The CDC recommends administration of postexposure prophylaxis to all close contacts of infected individuals. Prophylaxis is attempted as an effort to prevent transmission and minimize the burden of disease. Prophylactic treatment should be given within 21 days of onset of cough in the index patient, regardless of the age and vaccination status of the exposed individual.6 The recommended antimicrobial agents and doses are the same for treatment and chemoprophylaxis. If 21 days have elapsed since onset of cough in the index case, chemoprophylaxis has limited value but should be considered for households with high-risk contacts.13 Furthermore, household members with symptoms such as cough should be treated as if they have pertussis, even if more than 21 days have passed in the index case.17
Individuals who are symptomatic or who have confirmed pertussis should be excluded from activities that could further transmit the disease (such as school or work) until they complete the 5 days of appropriate antibiotic treatment.13
Vaccination of susceptible persons is the most important preventive strategy against pertussis. The vaccines used in the United States are acellular vaccines against pertussis combined with diphtheria and tetanus toxoids.13 DTaP is used for pediatric populations and Tdap is formulated for use in adolescents and adults.13
The recommended vaccination schedule for children is a four-dose primary series of DTaP, administered at 2, 4, 6, and 15-18 months of age. A fifth booster dose is given between ages 4 to 6 years. 6,17 Neither disease nor vaccination provides complete or lifelong immunity against disease or reinfection.3 Immunity wanes 5–10 years after the last pertussis vaccine dose. Older children, adolescents, and adults can become susceptible to pertussis after a complete course of vaccination during childhood. Since 2005, increased vaccination coverage post-childhood has started to become available through the use of Tdap vaccination for individuals ages 11 to 64 years.

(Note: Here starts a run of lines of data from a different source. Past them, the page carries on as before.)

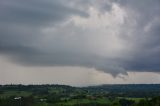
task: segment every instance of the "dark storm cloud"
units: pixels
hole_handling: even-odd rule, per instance
[[[127,71],[160,71],[159,0],[0,2],[0,53],[10,55],[18,64],[81,66],[114,76]],[[114,12],[120,14],[119,8],[127,17],[112,20],[116,17]],[[84,26],[88,29],[76,25],[74,16],[89,19],[94,17],[90,15],[96,13],[95,10],[100,11],[97,14],[100,18],[106,13],[110,14],[108,17],[113,15],[110,19],[113,23],[106,19],[109,24],[103,31],[94,29],[94,21],[98,20],[89,21],[88,26],[86,22]],[[82,24],[83,20],[76,19]],[[117,20],[123,25],[119,26]],[[111,32],[116,32],[116,38]],[[113,39],[125,42],[125,49],[116,48],[119,43]]]

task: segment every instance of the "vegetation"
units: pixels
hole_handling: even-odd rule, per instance
[[[160,106],[160,85],[1,85],[0,106]]]

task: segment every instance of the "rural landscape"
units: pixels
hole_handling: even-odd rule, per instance
[[[160,0],[0,0],[0,106],[160,106]]]
[[[0,106],[160,106],[160,85],[1,85]]]

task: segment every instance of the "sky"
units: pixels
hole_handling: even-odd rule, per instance
[[[0,0],[0,84],[160,83],[159,0]]]

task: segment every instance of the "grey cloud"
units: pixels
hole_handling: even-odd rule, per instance
[[[72,16],[90,18],[90,7],[102,14],[111,12],[114,3],[128,15],[116,35],[126,43],[125,49],[119,51],[107,48],[112,48],[114,42],[104,48],[97,46],[111,42],[114,37],[108,27],[105,29],[107,34],[104,34],[103,31],[77,26],[70,20]],[[158,72],[159,5],[159,0],[115,0],[105,4],[98,0],[2,0],[0,53],[11,55],[12,61],[18,64],[29,66],[81,66],[113,76],[128,71]],[[98,41],[102,34],[106,40]],[[101,55],[101,49],[107,52]]]

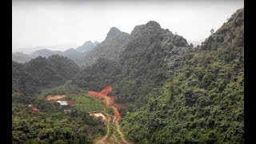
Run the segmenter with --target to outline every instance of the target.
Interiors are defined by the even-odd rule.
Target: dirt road
[[[119,113],[119,106],[122,106],[122,104],[115,104],[114,103],[114,97],[109,97],[107,96],[107,94],[113,90],[113,88],[110,86],[106,86],[102,91],[100,92],[95,92],[95,91],[88,91],[87,94],[89,96],[91,97],[94,97],[97,98],[98,99],[100,99],[101,101],[102,101],[105,104],[106,104],[106,107],[110,107],[111,106],[111,108],[113,109],[114,111],[114,118],[113,118],[113,123],[114,123],[114,125],[117,126],[117,131],[118,132],[120,137],[121,137],[121,140],[122,142],[119,142],[118,140],[118,138],[115,137],[114,135],[114,131],[113,133],[112,137],[114,138],[113,139],[114,139],[115,142],[110,142],[110,143],[130,143],[128,142],[125,138],[123,134],[122,133],[121,130],[120,130],[120,126],[119,126],[119,121],[122,119],[122,116]],[[96,141],[95,143],[97,144],[100,144],[100,143],[110,143],[108,142],[106,142],[106,138],[109,135],[110,133],[110,123],[111,122],[110,120],[110,117],[108,114],[108,123],[106,123],[106,126],[107,126],[107,134],[100,140]],[[112,127],[113,128],[113,127]]]

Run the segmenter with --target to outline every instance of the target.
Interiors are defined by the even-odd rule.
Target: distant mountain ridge
[[[85,67],[91,66],[102,58],[110,60],[118,59],[119,54],[125,50],[129,39],[129,34],[120,31],[116,27],[111,27],[105,40],[86,54],[82,66]]]
[[[61,56],[66,56],[73,60],[78,65],[80,65],[81,63],[82,63],[86,54],[92,50],[100,42],[97,41],[95,41],[94,43],[91,42],[91,41],[86,41],[82,46],[80,46],[76,49],[68,49],[64,52],[60,50],[50,50],[46,49],[45,47],[40,46],[40,48],[42,49],[38,50],[30,54],[26,54],[22,52],[14,52],[12,54],[12,60],[17,62],[24,63],[38,56],[48,58],[51,55],[58,54]]]

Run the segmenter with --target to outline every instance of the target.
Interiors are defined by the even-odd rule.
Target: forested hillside
[[[120,34],[117,35],[117,33]],[[111,46],[118,46],[120,42],[114,38],[120,34],[122,38],[124,34],[112,28],[106,40],[98,46],[103,46],[106,42]],[[74,83],[84,89],[94,90],[102,90],[106,85],[113,85],[114,90],[112,94],[117,95],[117,102],[134,103],[141,98],[136,106],[130,106],[131,108],[139,107],[143,105],[144,96],[156,86],[161,86],[171,74],[172,70],[168,70],[167,66],[178,66],[180,54],[186,49],[193,48],[182,36],[162,29],[158,22],[153,21],[136,26],[126,42],[122,45],[124,50],[116,55],[118,58],[113,59],[113,57],[104,58],[99,55],[104,59],[98,60],[91,66],[86,67],[74,78]],[[120,47],[111,49],[119,50]],[[169,59],[171,59],[171,62]]]
[[[243,28],[242,9],[182,54],[182,66],[124,118],[126,135],[140,143],[243,143]]]
[[[92,42],[83,46],[87,44],[93,46]],[[100,101],[85,94],[86,90],[98,94],[106,86],[110,90],[103,90],[104,95],[114,96],[113,102],[124,106],[123,118],[114,126],[120,122],[130,142],[244,142],[243,9],[200,46],[150,21],[130,34],[112,27],[102,42],[89,46],[90,52],[87,48],[66,51],[82,69],[60,55],[39,56],[26,63],[13,61],[15,142],[90,143],[106,130],[114,135],[118,131],[110,130],[110,126],[103,129],[104,122],[86,111],[92,109],[86,102],[93,101],[108,117],[114,114],[111,108],[106,110]],[[79,50],[86,54],[84,59],[78,57]],[[78,105],[46,102],[53,94],[67,94]],[[30,102],[40,109],[36,114],[26,107]],[[74,110],[63,114],[66,108]]]
[[[25,64],[13,61],[12,65],[13,91],[28,95],[62,85],[79,71],[73,61],[59,55],[39,56]]]

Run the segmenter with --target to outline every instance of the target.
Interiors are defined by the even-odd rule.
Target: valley
[[[12,62],[13,143],[244,143],[243,8],[197,46],[149,21],[36,53]]]

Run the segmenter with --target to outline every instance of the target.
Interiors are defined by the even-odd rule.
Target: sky
[[[187,41],[202,41],[243,6],[242,0],[13,0],[12,47],[13,51],[35,46],[65,50],[89,40],[102,42],[112,26],[130,34],[150,20]]]

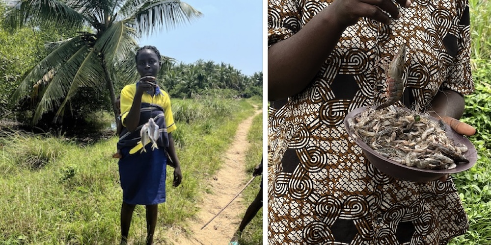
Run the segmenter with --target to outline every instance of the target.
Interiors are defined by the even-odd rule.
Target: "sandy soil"
[[[248,142],[247,133],[252,119],[262,111],[242,122],[239,126],[234,142],[225,153],[222,168],[213,177],[209,184],[211,194],[205,194],[201,211],[195,220],[190,220],[191,237],[179,231],[169,231],[166,237],[170,244],[215,245],[227,245],[237,229],[241,218],[239,215],[247,207],[241,204],[239,195],[205,228],[201,228],[223,208],[244,188],[251,176],[245,173],[245,151]],[[188,237],[189,236],[188,235]]]

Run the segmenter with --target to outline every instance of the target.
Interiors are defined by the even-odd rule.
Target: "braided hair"
[[[159,57],[159,64],[160,64],[162,62],[161,60],[160,52],[159,52],[159,50],[157,49],[157,48],[155,48],[155,46],[151,46],[149,45],[143,46],[138,49],[138,51],[136,51],[136,55],[135,56],[135,61],[136,62],[138,61],[137,58],[138,58],[138,55],[140,54],[140,51],[142,49],[145,49],[153,50],[153,51],[155,52],[155,54],[157,54],[157,56]]]

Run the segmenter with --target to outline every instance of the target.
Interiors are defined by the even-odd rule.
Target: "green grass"
[[[478,159],[471,169],[453,176],[454,181],[469,218],[469,227],[449,244],[491,244],[491,65],[474,60],[473,71],[476,92],[465,97],[465,112],[462,121],[472,125],[477,133],[469,138],[477,151]]]
[[[159,205],[155,239],[164,243],[168,229],[189,226],[186,220],[199,210],[205,180],[220,168],[238,123],[253,113],[245,100],[172,103],[173,107],[185,103],[215,107],[205,118],[177,122],[173,134],[178,138],[184,179],[173,188],[167,178],[167,201]],[[183,115],[189,117],[192,110]],[[82,146],[49,135],[16,132],[2,137],[0,245],[117,243],[122,191],[117,161],[111,158],[117,141],[114,137]],[[172,171],[167,169],[169,176]],[[130,241],[144,244],[145,226],[144,208],[137,206]]]

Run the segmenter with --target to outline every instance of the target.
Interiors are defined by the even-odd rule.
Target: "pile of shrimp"
[[[354,137],[401,164],[441,170],[469,162],[463,154],[467,147],[449,139],[443,122],[432,120],[427,114],[390,105],[380,110],[368,108],[348,122]]]

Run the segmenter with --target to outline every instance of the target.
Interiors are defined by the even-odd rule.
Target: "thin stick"
[[[205,224],[205,225],[203,225],[203,227],[201,227],[201,229],[200,229],[202,230],[203,228],[205,228],[205,226],[208,225],[208,224],[209,224],[210,222],[212,221],[212,220],[213,220],[215,218],[217,218],[217,216],[218,216],[218,215],[220,214],[220,213],[221,213],[221,211],[224,210],[225,208],[227,208],[227,207],[228,207],[228,205],[230,205],[230,203],[232,203],[232,202],[234,201],[234,200],[235,200],[235,198],[237,198],[237,196],[239,196],[239,195],[240,195],[241,193],[242,193],[242,192],[244,191],[244,190],[246,189],[246,187],[247,187],[247,186],[248,186],[250,184],[250,183],[252,182],[252,180],[255,177],[256,177],[255,176],[253,176],[252,178],[251,178],[250,180],[249,180],[249,182],[247,182],[247,184],[246,184],[246,185],[244,186],[243,188],[242,188],[242,190],[241,190],[241,191],[239,192],[239,193],[237,193],[237,195],[235,195],[235,196],[234,196],[234,198],[232,198],[232,200],[231,200],[229,202],[229,203],[227,203],[227,205],[225,206],[225,207],[223,207],[223,208],[221,209],[221,210],[220,210],[220,212],[218,212],[218,214],[215,215],[215,216],[214,216],[211,220],[210,220],[210,221],[208,221],[206,224]]]

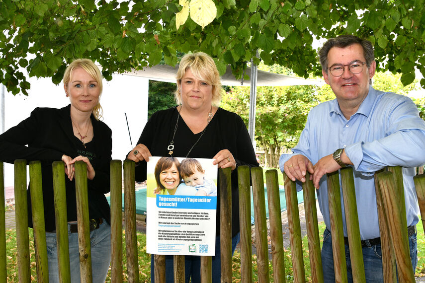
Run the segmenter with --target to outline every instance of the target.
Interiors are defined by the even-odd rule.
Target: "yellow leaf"
[[[202,27],[202,29],[217,15],[217,8],[211,0],[192,0],[189,7],[190,18]]]
[[[175,27],[177,30],[180,25],[186,22],[189,16],[189,2],[186,0],[180,0],[179,3],[183,6],[183,8],[175,14]]]

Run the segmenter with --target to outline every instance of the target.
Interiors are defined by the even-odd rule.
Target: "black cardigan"
[[[145,144],[153,156],[170,156],[167,146],[172,139],[177,115],[175,107],[154,113],[145,126],[137,143]],[[174,139],[173,156],[185,157],[200,135],[200,133],[194,135],[180,117]],[[251,167],[258,166],[244,121],[237,114],[219,108],[202,137],[187,157],[212,158],[220,150],[226,149],[233,155],[237,165],[248,165]],[[146,162],[141,162],[136,167],[136,181],[146,179]],[[237,169],[232,173],[232,231],[233,236],[239,231],[238,187]],[[217,204],[219,204],[219,187],[218,188],[217,197]],[[220,210],[217,209],[216,230],[217,235],[219,235],[220,232],[219,219]]]
[[[35,108],[29,117],[0,135],[0,160],[8,163],[19,159],[26,159],[27,162],[41,161],[46,231],[55,229],[52,163],[60,161],[63,154],[72,158],[78,156],[79,147],[74,135],[70,108],[70,104],[60,109]],[[92,180],[88,180],[89,215],[90,218],[105,218],[110,223],[110,210],[104,194],[110,189],[112,132],[105,124],[96,120],[92,115],[91,119],[94,133],[93,151],[96,157],[90,163],[96,174]],[[65,175],[65,182],[68,220],[75,221],[77,220],[75,179],[70,181]],[[29,187],[27,193],[28,225],[32,227]]]

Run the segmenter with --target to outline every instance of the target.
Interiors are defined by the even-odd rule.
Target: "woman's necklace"
[[[177,132],[177,127],[178,126],[178,118],[180,118],[180,111],[181,111],[181,108],[182,107],[180,108],[180,110],[178,110],[178,115],[177,116],[177,121],[175,122],[175,126],[174,127],[174,134],[172,135],[172,139],[170,142],[170,144],[167,147],[167,150],[169,150],[168,154],[172,156],[172,150],[174,149],[174,137],[175,136],[175,132]],[[195,143],[192,145],[192,147],[190,147],[190,149],[189,150],[189,152],[187,152],[187,154],[186,154],[186,158],[189,156],[189,154],[192,151],[192,149],[193,149],[193,147],[195,145],[196,145],[196,143],[198,143],[198,142],[199,141],[199,140],[201,139],[201,138],[202,137],[202,136],[204,135],[204,133],[205,132],[205,130],[207,129],[207,127],[208,127],[208,124],[210,123],[210,122],[211,121],[211,119],[212,118],[212,106],[210,108],[210,113],[208,113],[208,118],[207,119],[207,125],[202,130],[202,132],[201,133],[201,135],[199,136],[199,138],[198,139],[198,140],[195,142]]]
[[[75,127],[76,130],[77,130],[77,132],[78,134],[78,135],[80,136],[80,140],[82,142],[83,142],[83,145],[84,145],[84,147],[86,148],[87,147],[85,145],[85,142],[84,142],[84,139],[87,138],[87,134],[88,133],[88,129],[90,128],[90,123],[87,123],[87,130],[85,131],[85,135],[83,136],[81,134],[81,132],[82,131],[80,131],[80,129],[78,129],[78,127],[77,126],[77,124],[74,123],[74,121],[72,119],[71,119],[71,123]]]

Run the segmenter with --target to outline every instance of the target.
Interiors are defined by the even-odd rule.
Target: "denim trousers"
[[[408,237],[409,247],[410,250],[410,258],[413,270],[416,269],[417,260],[417,242],[416,233]],[[381,253],[381,245],[371,245],[367,240],[365,241],[366,246],[362,247],[363,261],[364,265],[364,273],[366,282],[384,282],[384,275],[382,271],[382,258]],[[352,273],[350,260],[350,252],[348,246],[345,245],[345,260],[347,263],[347,277],[348,282],[352,282]],[[332,253],[332,239],[331,231],[327,228],[323,233],[323,245],[322,247],[322,264],[323,267],[323,277],[324,282],[327,283],[335,282],[335,276],[334,269],[334,258]]]
[[[238,233],[232,238],[232,254],[235,252],[236,245],[241,239],[240,234]],[[211,272],[213,283],[221,282],[221,260],[220,257],[220,236],[215,238],[215,256],[212,257]],[[174,270],[173,256],[166,256],[166,282],[174,282]],[[184,277],[186,283],[200,283],[201,282],[201,257],[199,256],[185,256]],[[154,255],[151,258],[151,282],[155,282],[154,271]]]
[[[70,267],[71,282],[80,282],[80,253],[78,249],[78,233],[70,231],[68,223]],[[59,282],[58,263],[58,250],[56,247],[56,233],[46,232],[47,244],[47,261],[49,266],[49,282]],[[91,271],[93,283],[104,283],[108,275],[111,262],[111,226],[106,220],[99,228],[90,232],[91,251]]]

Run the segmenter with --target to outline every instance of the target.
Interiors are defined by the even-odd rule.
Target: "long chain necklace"
[[[71,123],[75,127],[75,129],[77,130],[77,132],[78,134],[78,135],[80,136],[80,140],[81,141],[81,142],[83,142],[83,145],[84,145],[85,148],[87,148],[85,145],[85,142],[84,142],[84,139],[87,138],[87,134],[88,133],[88,129],[90,128],[90,123],[88,123],[87,124],[87,131],[85,131],[85,135],[83,136],[80,133],[80,130],[78,129],[78,127],[77,126],[77,124],[74,123],[74,121],[72,119],[71,119]]]
[[[177,121],[175,122],[175,126],[174,127],[174,134],[172,135],[172,139],[171,140],[171,142],[170,143],[170,144],[167,147],[167,150],[169,150],[168,154],[172,156],[172,150],[174,149],[174,137],[175,137],[175,132],[177,132],[177,127],[178,126],[178,119],[180,118],[180,111],[181,111],[181,108],[182,107],[180,108],[180,110],[178,110],[178,115],[177,116]],[[211,119],[212,119],[212,106],[210,108],[210,113],[208,113],[208,118],[207,119],[207,125],[202,130],[202,132],[201,133],[201,135],[199,136],[199,138],[198,139],[198,140],[195,142],[195,143],[192,145],[192,147],[190,147],[190,149],[189,150],[189,152],[187,152],[187,154],[186,154],[186,158],[189,156],[189,154],[190,153],[190,152],[192,151],[192,149],[193,149],[193,147],[195,145],[196,145],[196,143],[198,143],[198,142],[199,141],[199,140],[201,139],[201,138],[202,137],[202,136],[204,135],[204,133],[205,132],[205,130],[207,129],[207,127],[208,127],[208,124],[210,123],[210,122],[211,121]]]

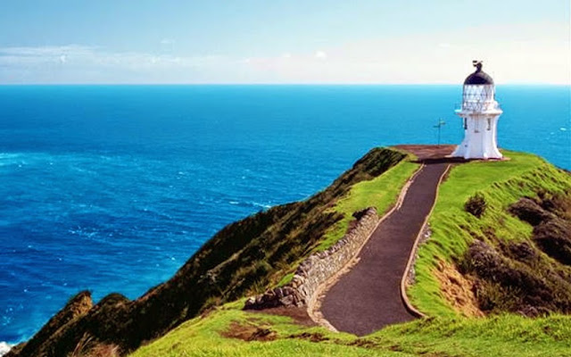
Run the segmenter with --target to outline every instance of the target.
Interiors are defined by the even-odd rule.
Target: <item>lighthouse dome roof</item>
[[[476,71],[466,78],[466,80],[464,80],[465,86],[493,84],[492,77],[482,71],[482,62],[474,61],[474,66],[476,67]]]

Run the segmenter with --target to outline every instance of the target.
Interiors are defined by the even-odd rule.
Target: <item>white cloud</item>
[[[327,54],[326,54],[324,51],[317,51],[315,53],[315,54],[313,54],[313,57],[317,58],[318,60],[325,60],[327,58]]]

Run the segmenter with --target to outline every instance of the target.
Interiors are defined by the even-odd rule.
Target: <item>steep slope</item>
[[[571,313],[571,175],[504,154],[455,166],[441,186],[409,289],[423,312]]]
[[[94,345],[118,346],[124,353],[164,335],[210,305],[261,292],[293,271],[296,262],[316,249],[335,243],[338,232],[346,230],[351,212],[332,209],[337,199],[353,185],[378,177],[406,157],[395,150],[373,149],[308,200],[273,207],[227,226],[171,279],[140,298],[129,301],[112,294],[72,319],[57,320],[57,325],[48,323],[8,355],[66,356],[86,339]],[[415,166],[410,165],[401,170],[396,192],[414,170]],[[386,205],[393,199],[387,197]],[[324,239],[329,243],[324,245]],[[87,293],[80,294],[85,297]]]

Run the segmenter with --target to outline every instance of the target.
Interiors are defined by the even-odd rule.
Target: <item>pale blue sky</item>
[[[568,0],[2,0],[0,83],[571,81]]]

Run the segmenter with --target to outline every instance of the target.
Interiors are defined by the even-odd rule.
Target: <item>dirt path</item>
[[[426,165],[402,202],[373,232],[351,271],[320,301],[320,312],[340,331],[363,336],[414,316],[401,297],[401,279],[448,163]]]

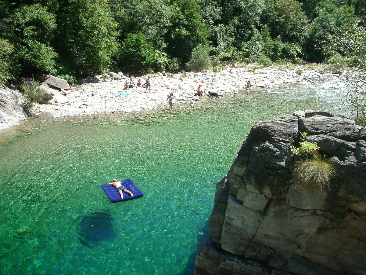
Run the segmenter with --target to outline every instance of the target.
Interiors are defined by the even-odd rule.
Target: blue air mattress
[[[141,191],[141,190],[133,182],[129,179],[122,182],[121,183],[121,185],[126,187],[127,190],[134,194],[134,196],[132,197],[129,194],[124,192],[123,198],[123,199],[121,199],[119,193],[117,191],[117,189],[112,185],[102,184],[102,188],[104,190],[105,194],[107,194],[107,196],[108,196],[109,199],[111,200],[111,201],[112,202],[118,202],[120,201],[137,199],[138,198],[140,198],[143,196],[143,194]]]

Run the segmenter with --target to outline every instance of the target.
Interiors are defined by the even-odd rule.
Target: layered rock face
[[[366,274],[366,130],[318,114],[252,128],[217,184],[195,274]],[[330,189],[294,179],[299,131],[334,163]]]
[[[0,85],[0,131],[17,125],[26,118],[17,102],[21,98],[18,92]]]

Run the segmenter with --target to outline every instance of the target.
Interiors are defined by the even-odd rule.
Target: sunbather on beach
[[[134,194],[131,193],[130,191],[127,190],[124,186],[122,186],[120,182],[117,181],[117,180],[115,179],[113,179],[113,182],[110,182],[108,184],[108,185],[112,185],[117,189],[117,191],[119,194],[119,195],[121,196],[121,198],[123,198],[123,192],[124,192],[127,194],[128,194],[130,195],[131,197],[133,197]]]
[[[135,87],[135,83],[134,83],[134,81],[132,80],[132,77],[130,78],[130,86],[129,87],[130,88],[132,88]]]

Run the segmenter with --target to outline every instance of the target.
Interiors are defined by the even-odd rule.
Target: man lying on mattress
[[[131,193],[124,186],[123,186],[121,185],[120,182],[117,181],[115,179],[113,179],[113,182],[110,182],[108,184],[108,185],[113,186],[113,187],[117,189],[117,191],[119,193],[121,196],[121,198],[123,198],[123,193],[124,192],[127,194],[131,195],[131,197],[133,197],[134,194]]]

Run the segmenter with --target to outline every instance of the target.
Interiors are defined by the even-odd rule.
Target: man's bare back
[[[133,197],[134,194],[131,193],[130,191],[127,190],[127,189],[124,186],[123,186],[121,184],[120,182],[117,181],[117,180],[115,179],[113,179],[113,182],[110,182],[108,184],[108,185],[112,185],[113,187],[117,189],[117,191],[118,191],[118,193],[121,196],[121,198],[123,198],[123,192],[126,194],[130,195],[131,197]]]

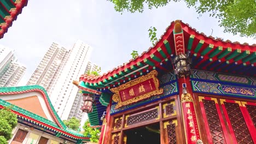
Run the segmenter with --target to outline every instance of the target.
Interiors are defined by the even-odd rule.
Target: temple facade
[[[67,128],[54,110],[46,91],[39,86],[0,87],[0,109],[17,115],[9,144],[84,143],[90,137]]]
[[[256,44],[177,20],[141,56],[73,83],[99,143],[255,143],[255,64]]]

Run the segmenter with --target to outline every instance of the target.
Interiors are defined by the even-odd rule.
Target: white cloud
[[[252,39],[224,34],[217,21],[207,15],[197,19],[193,9],[183,2],[171,3],[163,8],[145,9],[143,13],[123,15],[114,5],[103,1],[29,1],[18,20],[9,28],[1,44],[16,50],[18,61],[27,67],[26,81],[53,42],[67,48],[82,39],[94,50],[92,62],[103,72],[128,61],[133,50],[141,53],[151,45],[148,29],[158,29],[158,36],[171,21],[181,19],[199,32],[224,39],[253,43]]]

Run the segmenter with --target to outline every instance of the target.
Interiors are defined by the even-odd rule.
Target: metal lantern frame
[[[189,51],[187,55],[180,53],[177,55],[172,61],[174,66],[175,74],[179,77],[189,76],[191,74],[191,59],[189,55]]]
[[[86,94],[83,95],[83,100],[84,105],[81,108],[81,110],[84,112],[90,113],[93,111],[92,105],[95,100],[95,96],[92,94]]]

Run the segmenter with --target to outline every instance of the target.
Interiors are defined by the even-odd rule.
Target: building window
[[[21,129],[18,129],[17,133],[16,133],[15,136],[14,138],[13,138],[13,141],[22,143],[26,137],[27,133],[27,131],[26,131]]]
[[[46,144],[47,142],[48,141],[48,139],[45,138],[43,136],[41,136],[41,138],[40,138],[40,140],[39,141],[38,143],[40,144]]]

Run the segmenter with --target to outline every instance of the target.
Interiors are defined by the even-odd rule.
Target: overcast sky
[[[102,72],[128,61],[132,50],[139,53],[151,46],[148,29],[154,26],[160,38],[170,23],[182,20],[200,32],[213,37],[256,43],[252,39],[224,33],[218,20],[207,14],[198,14],[184,3],[143,13],[123,15],[106,0],[29,1],[13,26],[0,40],[0,44],[15,50],[18,62],[27,68],[20,85],[25,85],[53,42],[70,49],[77,39],[94,47],[91,61]]]

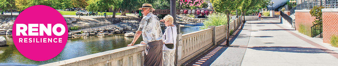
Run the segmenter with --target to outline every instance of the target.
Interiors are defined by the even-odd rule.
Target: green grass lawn
[[[76,15],[75,14],[75,13],[76,13],[76,11],[58,11],[62,15]],[[103,15],[103,13],[105,12],[102,12],[102,13],[98,12],[98,14],[101,15],[101,14],[102,15]],[[130,14],[130,13],[127,13],[126,14]],[[116,15],[121,15],[121,13],[116,13]],[[107,12],[107,15],[113,15],[113,13],[112,12]]]

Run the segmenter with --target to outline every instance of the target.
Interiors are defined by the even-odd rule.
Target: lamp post
[[[274,3],[274,2],[270,2],[270,3],[271,3],[271,10],[273,10],[273,3]]]

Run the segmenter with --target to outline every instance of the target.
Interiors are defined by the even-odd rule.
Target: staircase
[[[311,37],[316,37],[323,32],[322,23],[322,21],[320,21],[311,27]]]

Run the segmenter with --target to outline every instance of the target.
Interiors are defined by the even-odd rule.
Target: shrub
[[[78,29],[80,29],[80,27],[77,26],[72,26],[70,27],[70,29],[69,29],[69,30],[77,30]]]
[[[307,26],[303,24],[300,24],[299,26],[299,30],[298,31],[303,34],[311,37],[311,26]]]
[[[193,18],[195,18],[195,16],[194,15],[188,15],[188,17],[189,17]]]
[[[270,11],[263,11],[263,16],[270,16]]]
[[[312,22],[313,24],[317,24],[322,20],[321,9],[323,8],[324,7],[321,6],[316,6],[313,7],[313,8],[310,10],[310,14],[311,14],[311,16],[316,17],[315,21]]]
[[[208,19],[203,22],[204,25],[200,28],[200,29],[208,28],[209,26],[218,26],[227,24],[226,15],[225,14],[213,13],[207,17]]]
[[[332,46],[338,47],[338,36],[336,35],[331,36],[330,42]]]

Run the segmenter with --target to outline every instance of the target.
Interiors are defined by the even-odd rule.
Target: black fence
[[[323,32],[322,23],[322,21],[320,21],[311,27],[311,37],[316,37]]]
[[[297,9],[311,9],[315,6],[327,8],[338,8],[338,0],[301,0],[297,6]]]
[[[286,20],[286,21],[288,21],[290,24],[292,24],[292,18],[291,18],[291,17],[288,15],[288,14],[284,13],[284,12],[283,12],[283,11],[279,11],[279,12],[281,14],[281,16],[282,16],[284,19]]]
[[[325,0],[326,8],[338,8],[338,0]]]

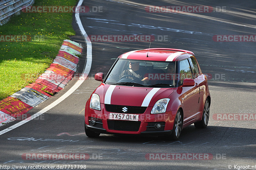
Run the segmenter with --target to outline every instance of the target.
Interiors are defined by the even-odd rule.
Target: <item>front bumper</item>
[[[145,136],[171,135],[175,113],[171,111],[163,113],[151,114],[152,107],[148,107],[143,114],[138,114],[138,121],[109,119],[110,112],[107,111],[104,104],[101,104],[101,110],[92,109],[86,105],[85,112],[85,128],[96,133],[109,134],[131,134]],[[93,125],[92,119],[96,120]],[[154,128],[156,123],[161,128]]]
[[[87,129],[90,130],[92,131],[98,133],[108,134],[110,135],[120,135],[122,134],[122,133],[113,133],[107,132],[106,129],[94,127],[93,126],[85,124],[85,128]],[[155,132],[142,132],[139,135],[142,136],[168,136],[170,135],[172,133],[172,130],[165,130],[164,131],[159,131]],[[126,134],[127,135],[127,134]]]

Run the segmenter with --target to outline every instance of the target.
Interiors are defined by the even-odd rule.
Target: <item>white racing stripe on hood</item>
[[[126,59],[128,57],[128,56],[132,54],[132,53],[133,53],[134,52],[136,52],[137,51],[139,51],[139,50],[134,50],[134,51],[130,51],[128,52],[127,52],[124,54],[122,56],[121,58],[124,58],[124,59]]]
[[[178,55],[180,55],[181,54],[185,53],[185,52],[176,52],[173,53],[169,56],[166,59],[165,61],[172,61],[173,59]]]
[[[155,94],[161,88],[154,88],[153,89],[151,90],[150,92],[148,93],[144,100],[143,101],[143,102],[141,104],[141,107],[148,107],[148,105],[149,104],[150,101],[151,101],[151,99]]]
[[[112,93],[114,90],[116,86],[116,85],[110,85],[107,90],[106,94],[105,94],[105,98],[104,99],[104,104],[110,104],[111,101],[111,96],[112,96]]]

Tdap vaccines were formulated for use in older individuals by reducing the amounts of diphtheria toxoid and some of the pertussis antigens.13
In adults requiring tetanus vaccination for wound management, a single dose of Tdap is recommended to replace the Td booster.3 Health care workers and those with infant contact are recommended to receive the vaccination on an accelerated schedule, and they should receive Tdap once 2 years have passed since the last receipt of Td.3,13,37
The greatest medico-legal pitfall surrounding pertussis in the emergency department setting is an inappropriately low level of suspicion for the disease. The presenting symptoms for pertussis can be very nonspecific, but there is high potential for significant morbidity and mortality in at-risk age groups. Emergency providers must screen for alarm symptoms or social history that would increase suspicion for infection by B. pertussis, even with a benign-appearing complaint such as an isolated cough. Risk stratification based on age, history, and physical exam will help dictate appropriate treatment and disposition. It is important to remember that young infants affected by pertussis may look well during the initial stages of the disease, but may rapidly progress to serious life-threatening complications such as pneumonia, pulmonary hypertension, and respiratory failure.